Он приходил на ужины, приходил, когда я курила обычный «до ужаса страшный» ядовитый табак. Даже когда моим первым словом был моральный яд — он всё равно переступал порог.

Но, в конце концов, он всегда стремился страдать. Хрупкие мотыльки всегда летят на огонь.

Хотя неправда, если скажу, что огнём была именно я. Ведь всё-таки привыкла, что мысли творческих людей — общее человеческое достояние. Ну, а я всего лишь развивала тот маленький огонёк — как и любой маленький ветерок.

От свечек, к слову, я всё ещё не загорелась. Горит только отражение в зеркале — и глазам больно от столь яркого.

Может быть, он понял это давно — и стоило только чуть-чуть ковырнуть, чтобы живая кровь пролилась и высосала всё дыхание из тела-хозяина. Может быть, он просто не замечал, потому что это было за пределами уже его восприятия — а где-то глубоко в той светлой головушке всё же жило, никак не развиваясь.

Во всяком случае, мне предельно ясна причина его внезапных чувств. Не та прозаическая, где он внезапно встретил настолько непохожего на всю свою жизнь.

Вообще-то, я очень даже похожа.

Всё это могло не случиться. А могло случиться и больнее, если бы я продолжила погружать его на эту социальную низость, где давно уже вскрыто. Но думать о своей жизни во время смерти более бессмысленно, чем всё моё искусство. Разве что немного потешить — но со мной никогда не действовало.

А он больше чах. Не терял своей энергии, не терял своих убеждений — но его нервы больше открывались. Если бы я, разозлившись, полоснула бы по ним — он бы тут же умер.

Но полоснула не я. Он, не сумев удержать в себе такой огонь, не сумев своими голыми нервами ощутить весь реальный мир и кое-как преобразовать у себя в голове в собственный, — сам полоснул.
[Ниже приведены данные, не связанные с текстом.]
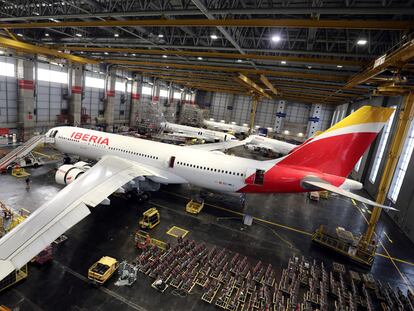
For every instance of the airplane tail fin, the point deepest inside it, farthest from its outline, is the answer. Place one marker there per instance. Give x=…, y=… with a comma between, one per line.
x=338, y=149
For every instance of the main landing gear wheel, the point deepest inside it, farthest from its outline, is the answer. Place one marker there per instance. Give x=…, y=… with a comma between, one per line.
x=139, y=196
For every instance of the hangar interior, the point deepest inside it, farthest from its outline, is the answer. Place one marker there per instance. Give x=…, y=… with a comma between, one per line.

Самоубийство всегда было со мной. За мной числится тридцать шесть провалов — или тридцать шесть слабостей, за свои полвека я ещё не определилась. А у него — всего один шанс, всего одна удача.

Как я такому могу не позавидовать? Не разозлиться?

Он не выдержал соприкосновения своих голых нервов с миром. И я понимаю его настолько, что могу сойти с ума. Сойти с ума, проживая каждый свой день так — распарывая собственную кожу таким прекрасным и великолепным, чтобы потом штопать грязной ниткой, отламывать собственные же куски плоти — совершенно случайно.

В окружении свечей, я понимаю его как никогда. В окружении свечей, я чувствую и их горячность — и его нервы, которые у меня всё ещё не закрылись.

В общем, он тот ещё молодец. Истинно — он смог. Я вот попробую в тридцать седьмой раз — и наверняка провалюсь в тридцать седьмую слабость, когда буду распродавать его пылящиеся книжки и придумывать текстовые истории. Может быть, писательство ко мне немножко ближе — но не так, как картины. Картины никогда не умрут.